Wer die Biografien der durch die RAF Angegriffenen einmal anschaut, sieht bei manchen, dass 1977, also selbst über 30 Jahre nach dem Ende der Naziherrschaft, von Aufklärung, Verantwortungsübernahme und juristischer Aufarbeitung nur sehr bedingt gesprochen werden konnte. Wenn einst einflussreiche Akteure des Nationalsozialismus auch im Nachkriegsdeutschland mit verfälschenden und verschleiernden Selbstauskünften "Persilscheine" (und so auch wieder einflussreiche Stellungen in der BRD) erhalten konnten, weil nun eben der "Kalte Krieg" anstand, in dem alles annehmbar zu werden schien, was 'antikommunistisch' genannt werden konnte, dann ist das eine mehr als fragwürdige Beobachtung.

Das rechtfertigt noch lange nicht die Methoden der RAF - was Fried weder mit Worten noch zwischen den Zeilen tut! In gewisser Weise könnte man sagen, er nenne die Mitglieder "von Sinnen", also verrückt geworden:

"dass sie den Sinn verloren

für das was in dieser Gesellschaft

verwirklichbar ist"

- aber eben verrückt geworden an den gesellschaftlichen Umständen). Er vermittelt uns also eher ein Bild der damaligen politischen und gesellschaftlichen Atmosphäre, die noch immer aggressiv, repressiv und autoritär war. (Das zeigt sich auch an anderer Front: bei der Gleichberechtigung von Mann und Frau, bei der erbitterte Kämpfe ausgetragen wurden und letztlich auch in Gesetzen ihren Niederschlag fanden. Einen Großteil der Siebziger war die Ehefrau in der BRD rechtlich nicht viel mehr als ein Anhängsel ihres Mannes. Das sollten wir nicht vergessen im oft selbstgerechten Taumel unserer westlichen 'Zivilisiertheit'!)

Unterstellte man der RAF, ihr eigentliches Ziel sei es gewesen, die revisionistische und gewaltbereite Fratze des Staates in ihrer ganzen erschreckenden Vielfalt zu demaskieren, dann drängt sich einem fast der Schluss auf, sie hätte auf ganzer Linie Erfolg gehabt.
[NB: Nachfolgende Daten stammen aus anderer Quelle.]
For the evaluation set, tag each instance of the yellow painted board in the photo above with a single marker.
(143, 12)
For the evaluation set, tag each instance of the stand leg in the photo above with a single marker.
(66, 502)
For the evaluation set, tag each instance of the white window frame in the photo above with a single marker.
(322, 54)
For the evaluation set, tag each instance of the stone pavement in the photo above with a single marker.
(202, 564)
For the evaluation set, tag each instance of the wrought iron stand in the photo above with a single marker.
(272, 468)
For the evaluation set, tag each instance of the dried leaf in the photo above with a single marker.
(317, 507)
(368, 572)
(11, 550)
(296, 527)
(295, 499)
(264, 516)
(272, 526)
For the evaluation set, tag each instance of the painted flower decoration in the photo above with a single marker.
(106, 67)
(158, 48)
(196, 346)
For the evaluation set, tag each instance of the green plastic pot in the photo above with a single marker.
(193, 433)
Kein wirklicher Sieg für die RAF, dafür aber ein großer Verlust für die Menschlichkeit in diesem Staat. Heute sind wir damit beschäftigt, wiederum diese Zeit aufzuarbeiten (z.B. Stichwort: Radikalenerlass).
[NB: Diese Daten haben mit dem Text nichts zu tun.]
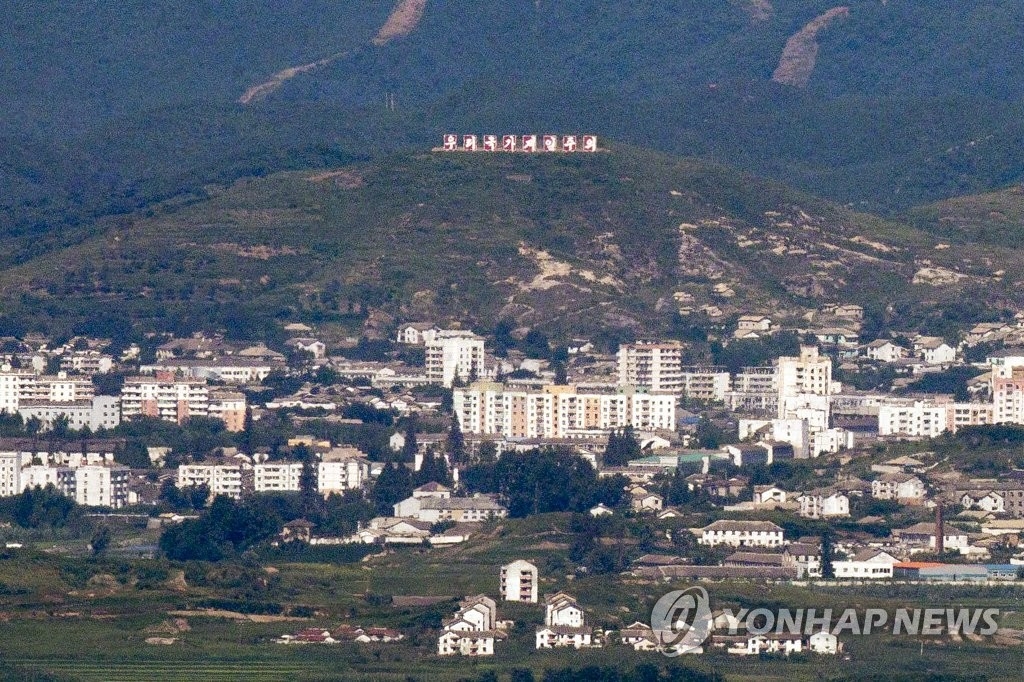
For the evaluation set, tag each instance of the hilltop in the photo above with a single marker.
(109, 111)
(568, 243)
Wir dürfen nämlich nicht vergessen - und damit zurück zu Frieds Gedicht - dass es das Handeln des Staates BRD und seiner Justiz war, das nur behäbig (auch über die 70er hinaus!), und oft hauptsächlich getragen von bestimmten Persönlichkeiten und ihrem Aufklärungswillen, in die Gänge kam, Naziverbrechen überhaupt noch zu untersuchen und zu ahnden.
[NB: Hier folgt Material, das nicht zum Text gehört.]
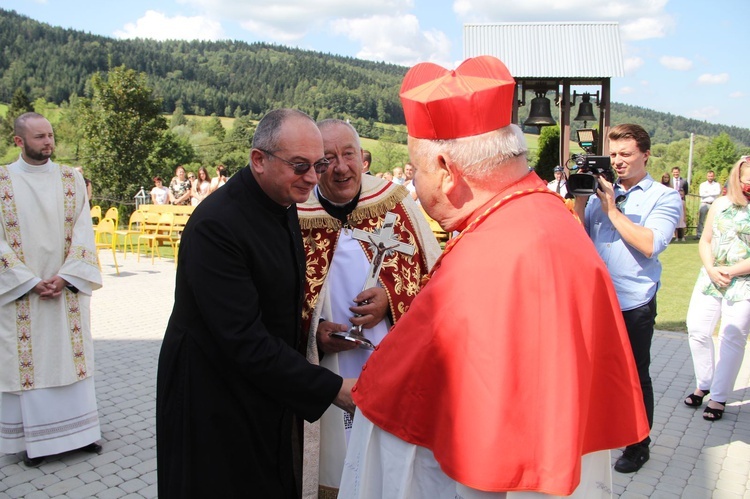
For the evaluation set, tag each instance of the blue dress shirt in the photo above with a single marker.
(651, 205)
Viele Urteile muten dann auch geradezu grotesk an. Frieds Formulierung "Wieviel tausend Juden" ist keine dichterische Übertreibung: es ging in den Verhandlungen oftmals nicht um einzelne Menschenleben (wie bei der RAF), es wurde vielmehr um tausende Getötete regelrecht geschachert - um dann schonmal in einem Strafmaß von unter zwei Jahren zu münden, nicht selten auf Bewährung!) Was also an Frieds Sätzen "bösartig und beleidigend" sein soll, wie es hutten52 vorkaut, muss erst noch "erfaket" werden.

Wenn hutten52 sich zudem noch zu der Aussage erdreistet: "Wer das schreibt, weiß nicht, was ein KZ war. Letzte Strophe: Behauptung, dass ein Opfer der RAF mehr zähle als ein toter Jude in der Nazizeit", dann muss schon von einem Verleumdungsversuch ausgegangen werden.

Fried, selbst jüdischer Herkunft und Überlebender, der einen von Nazis totgetretenen Vater und eine in Auschwitz ermordete Großmutter zu beklagen hatte, zu unterstellen, er wolle eine Gleichsetzung und Aufrechnung von Opfern betreiben, ist ekelerregend und würdelos. Was er in dem Gedicht hinterfragt, ist die antikommunistische Hysterie, die die RAF als einzigen Gegner einer freiheitlich-friedlichen Ordnung gehyped hat, die rechten Altlasten und gewaltreichen Verstrickungen der Personen mit Einfluss seinerzeit jedoch verschweigen, bagatellisieren oder gleich ganz aus der Geschichte tilgen wollte. Nicht wenige Leute forderten in den Siebzigern so etwas wie ein "Recht auf Vergessen." In Anbetracht der "unbewältigten Vergangenheit" ein vielleicht verständliches, jedoch auch abwegiges Verlangen. Und dies bringt Fried in seinen Zeilen zur Sprache.

Das ganze Gegenteil von dem, was hutten52 schreibt, stimmt also für Frieds Gedicht: In einer Zeit, in der das Aufrechnen von Opfern ständig betrieben wurde, wirft er die Fage auf, warum dann über die Opfer der RAF höchst individuell (allerdings auch unpersönlich, da man ihre verbrecherische Vergangenheit ausblendete) berichtet wird, von in der Shoah getöteten Juden aber nur noch als "Massenware zum Schleuderpreis."